Hay que hablarles con absoluto respeto, mejor si es con cariño, por supuesto con paciencia y consideración. Hay que mostrar carácter y personalidad, la de quien sabe lo que dice y lo que está haciendo en clase, alguien que disfruta estando con ellos y que no se pretende superior de forma insolente y prepotente; todos somos personas.
Lógicamente, hay que ceñirse al programa que se debe explicar, salvo ocasionales observaciones que puedan resultar divertidas o ilustrativas. Hay que ofrecer contexto y perspectiva, fomentar el imprescindible hábito de razonar y cuestionar (lo que supone no temer a las dudas razonables sobre aquello que se relata), aprender a desechar lo irrelevante y lo redundante, trabajar con esmero la habilidad de calcular con corrección. Y esto día tras día, en un ambiente de trabajo y de holgura, adoptando unos minutos de descanso; unos diez minutos cada hora, recomienda la UNESCO.

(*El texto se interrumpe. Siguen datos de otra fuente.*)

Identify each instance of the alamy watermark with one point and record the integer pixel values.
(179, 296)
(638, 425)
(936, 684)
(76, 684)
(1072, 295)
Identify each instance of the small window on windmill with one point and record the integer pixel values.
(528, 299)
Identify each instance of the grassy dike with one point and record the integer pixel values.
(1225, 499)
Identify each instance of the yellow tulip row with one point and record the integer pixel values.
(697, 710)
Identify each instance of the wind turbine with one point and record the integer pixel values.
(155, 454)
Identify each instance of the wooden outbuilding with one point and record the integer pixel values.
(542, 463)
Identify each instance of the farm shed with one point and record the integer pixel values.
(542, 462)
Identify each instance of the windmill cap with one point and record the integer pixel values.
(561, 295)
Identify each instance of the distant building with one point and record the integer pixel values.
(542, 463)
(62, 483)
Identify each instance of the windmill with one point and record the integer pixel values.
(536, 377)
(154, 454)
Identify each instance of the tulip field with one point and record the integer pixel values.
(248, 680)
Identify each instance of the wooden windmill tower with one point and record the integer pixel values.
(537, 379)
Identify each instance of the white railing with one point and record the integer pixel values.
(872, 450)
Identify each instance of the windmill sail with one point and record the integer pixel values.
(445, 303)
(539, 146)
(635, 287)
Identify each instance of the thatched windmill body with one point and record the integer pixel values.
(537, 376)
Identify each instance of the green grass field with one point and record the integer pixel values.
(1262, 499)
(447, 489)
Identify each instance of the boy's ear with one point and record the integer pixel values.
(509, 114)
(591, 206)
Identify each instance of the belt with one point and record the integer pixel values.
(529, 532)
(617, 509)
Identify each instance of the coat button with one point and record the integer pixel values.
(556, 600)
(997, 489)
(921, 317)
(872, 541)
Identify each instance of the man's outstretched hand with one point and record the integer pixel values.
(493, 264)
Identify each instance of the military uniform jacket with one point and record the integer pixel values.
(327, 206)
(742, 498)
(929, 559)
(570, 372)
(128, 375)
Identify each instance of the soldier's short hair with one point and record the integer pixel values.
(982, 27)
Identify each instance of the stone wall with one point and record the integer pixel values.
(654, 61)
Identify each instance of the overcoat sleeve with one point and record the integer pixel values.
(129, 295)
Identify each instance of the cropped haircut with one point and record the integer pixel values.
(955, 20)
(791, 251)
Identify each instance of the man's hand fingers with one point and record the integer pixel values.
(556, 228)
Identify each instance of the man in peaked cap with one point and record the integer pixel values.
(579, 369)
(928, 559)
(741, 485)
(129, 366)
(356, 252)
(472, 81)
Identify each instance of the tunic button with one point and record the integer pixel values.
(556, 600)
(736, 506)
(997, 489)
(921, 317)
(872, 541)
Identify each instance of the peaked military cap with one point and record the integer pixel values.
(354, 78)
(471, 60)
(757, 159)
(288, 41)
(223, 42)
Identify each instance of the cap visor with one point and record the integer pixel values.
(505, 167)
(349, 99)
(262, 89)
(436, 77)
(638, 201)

Se trata de promover la madurez personal y elevar los niveles de rigor intelectual, lo que comporta un incremento de equilibrio y serenidad. Importa promover que la clase se constituya de facto en un equipo de trabajo, estimularla a compartir y no a competir estúpidamente entre sí. Y, a la vez, valorar el saber estar solos pensando lo que hacen. En un entorno así se puede aspirar a superarse con esperanza de lo mejor. Los efectos no pueden ser fulminantes, pero es el método a seguir para llegar a buen puerto.
Se debe volver a aprender a leer, entendiendo y relacionando. Los estudiantes han de saberse atendidos y escuchados, de este modo se les puede exigir que intenten comprender y escuchar a su vez. Hay que ser generosos y reconocer públicamente algunas de sus mejoras y avances, por leves que sean.
En general, los niveles de preparación de los estudiantes se han reducido enormemente con respecto a anteriores promociones. Es innegable. Sin embargo, ante este panorama hay que abstraerse y no cansarse de alentar continuamente hacia lo mejor. Es posible y es necesario hacerles saber que les reconozco como capaces y dignos. Llevar al aula un grado de alegría y confianza que permita la ilusión por saber y mejorar, sin exigencias desmesuradas de perfeccionismo. Llevar al aula la seguridad de que nadie va a ser ridiculizado por los errores que pueda cometer, desactivar ese temor y animarles a aprender de los errores concretos que cometan para corregirse.
En psicología se denomina organizacional a una especialidad que se dedica al estudio del comportamiento humano en las organizaciones. Trata de cómo favorecer el bienestar en su interior y mejorar la conducta de sus individuos. Adam Grant es un profesional de este empeño. En su libro Potencial oculto enfoca el interés de que consten las adversidades que cada uno ha debido enfrentar y superar, para que salgan a la superficie. Desde esta lucidez, que nos permite tomar conciencia de lo que nos ha pasado y de lo que podemos hacer, se puede esperar lo mejor de cada cual. No se debe producir clones ni tampoco etiquetar.
Grant considera tres círculos que permiten zonas comunes de confianza. Los denomina de cuidado, familiaridad y credibilidad. La intersección de ellos nos da una región donde, nos dice: Aquí vas a encontrar oro. Donde hay cuidado se quiere lo mejor para ti; donde familiaridad, se te conoce bien; donde credibilidad, se tiene conocimiento relevante de ti.
Cuando sólo hay cuidado y familiaridad, quizá hay equivocación sobre ti, al faltar la relevancia de lo que se procura. Cuando sólo hay familiaridad y credibilidad, quizá falte la voluntad de darte ayuda. Finalmente, cuando sólo hay cuidado y credibilidad, dice Grant que acaso ‘no valga’ en tu caso.
Es un esquema sugerente e ingenioso. Pero cuando entro en clase no pienso para nada en él, sería perder el tiempo y la espontaneidad. Lo tengo absorbido y, en verdad, la activadora de mi actitud es la práctica acumulada. Es evidente que conviene transmitir confianza mostrando aptitud y un cariño que integre y atraiga.